4. Alice thinks about suicide a lot. And while it's easy to say suicide is never the answer, Genova does a really great job of helping her audience through Alice's thought process and helping us see why she would consider that end.
All in all, I thought "Still Alice" was captivating and beautiful. Sometimes I was so into it that once I was at work I feared some of the mishaps that were happening to Alice would happen to me--that I would lose my words or end up putting my cell phone in the freezer or something. I know this one's going to stick with me a long time.

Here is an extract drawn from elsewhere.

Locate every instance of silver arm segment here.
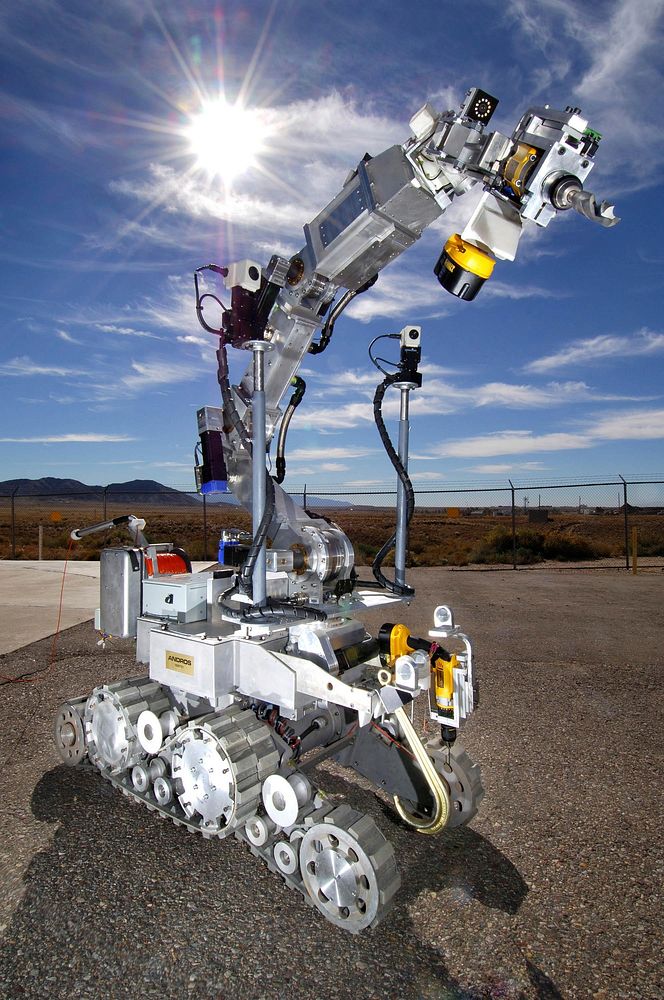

Have any of you read "Still Alice"? Or do any of you have someone close to you experiencing Alzheimer's or dimentia? I'd love to hear about your experience.
6 comments:
Hmmm. This sounds interesting. Not sure if it's the type of book I would read, but interesting either way.
My husband's grandmother has alzheimer's, and when we went to visit last year, I was shocked at the amount of memory loss she's had. She can't dress herself, feed herself, talk, or do much at all. It's really sad.
it sounds like an intense and poweful read!
happy friday!
This sounds like a really interesting read. I'm lucky enough not to have anyone in my family with alzheimers and hopefully it stays that way.
Interesting! I will add it to my list! Thank you!
This sounds like a sad read. We do have Alzheimer's in our family and it's a terrible disease.
This is my book club book this month and I'm really hoping to get through my current book so I can start it. I am really interested to read it because my great grandma had Alzheimer's and it pretty much broke my heart to see her. She struggled to remember things - she though I was my mom, etc. It was so sad.
A few of the book clubbees finished and their reaction was "Wow. Just wow." - they all said it was a really powerful story.